Con progetti e criteri di realizzazione estremamente precisi sulla strutturazione dell’Ordine, con l’appoggio incondizionato del papa, con un orizzonte ecclesiale ulteriormente allargato, in quei primi giorni di maggio del 1220 Domenico lascia la Curia romana per raggiungere prima della Pentecoste i suoi religiosi convenuti a Bologna per il Capitolo Generale.

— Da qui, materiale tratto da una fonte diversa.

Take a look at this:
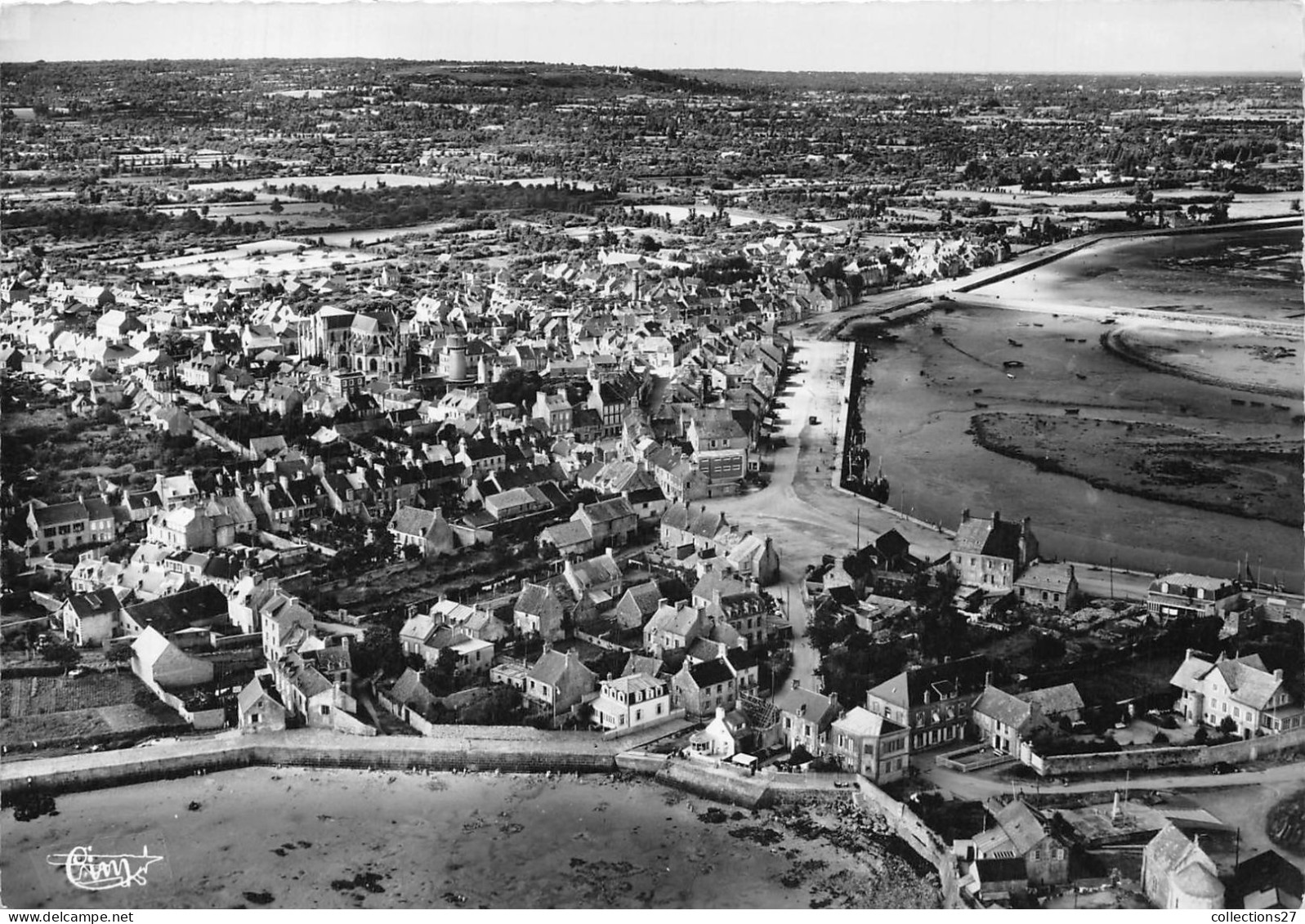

Lo accoglie una numerosa comunità: i religiosi di san Niccolò e una trentina di padri capitolari. Possiamo facilmente immaginare cosa sia stato quell’incontro. Il convento brulica come un alveare dopo l’irruzione dello sciame. Tra i delegati figurano, nella grande maggioranza, quelli della primissima ora, scelti dalle singole comunità come propri rappresentanti. Se durante i suoi viaggi Domenico ha potuto incontrarsi con l’uno o con l’altro dei suoi figli, essi tra loro non si sono mai visti da oltre tre anni. Tutti si erano dati all’Ordine con generosità, certo, ma non senza apprensioni. E dinanzi alle incognite del futuro, più di una volta il timore li aveva sopraffatti. Adesso l’Ordine si presenta loro come una istituzione organica, traboccante di energie conquistatrici, riconosciuta e lanciata dalla Chiesa di cui risponde alle aspettative, saldamente stabilita in Europa. I giovani religiosi di Bologna si segnano a dito con ammirazione fra Simone di Svezia e fra Nicola di Lund, primizie della Scandinavia; i frati di Madrid e di Segovia arrivati dalla Castiglia; i rappresentanti della Provenza e i quattro di Parigi. Tra questi vi è un religioso che ha vestito l’abito da meno di tre mesi, ma che tutti riconoscono come la migliore recluta di maestro Reginaldo nelle poche settimane del suo soggiorno a Parigi. Maestro in Arti, baccelliere in teologia, di qualche anno appena più giovane di Domenico, Giordano di Sassonia è la seconda personalità – dopo Matteo di Francia – del convento di Saint-Jacques. A fianco dei maestri in Arti e in Diritto che affollano il convento di Bologna, egli rappresenta le Lettere e la Teologia di Parigi. Fra Ventura da Verona, che attende soltanto l’arrivo di Domenico per vestire l’abito e fare professione nelle le sue mani, rappresenterà al Capitolo il convento di Bologna, molto probabilmente assieme al nuovo priore, il maestro decretalista Paolo l’Ungaro, a maestro Chiaro e forse anche a maestro Chiaro e a maestro Rolando e maestro Moneta da Cremona.

Il giorno di Pentecoste è dedicato alla preghiera. Il coro di San Niccolò delle Vigne è incapace di contenere un numero così grande di religiosi. Durante la celebrazione liturgica, per unire quei frati convenuti dai quattro angoli dell’orizzonte e le cui voci, la pronunzia, le stesse abitudini trovano difficoltà a fondersi armonicamente, Domenico si avvicenda da un coro all’altro per esortare i suoi figli a cantare con attenzione ed esattezza, a permeare di devozione la loro salmodia.

L’indomani il Fondatore raccoglie la comunità nella sala capitolare e tutti invocano lo Spirito Santo, principio di ogni azione nei figli di Dio. Poi Domenico rivolge la parola. Si ricordano i confratelli defunti e il pensiero di tutti corre istintivamente a maestro Reginaldo, la cui presenza è così sensibili in quel chiostro e in quell’adunanza. I frati del convento di Bologna che non sono capitolari escono dalla sala e ha inizio il Capitolo.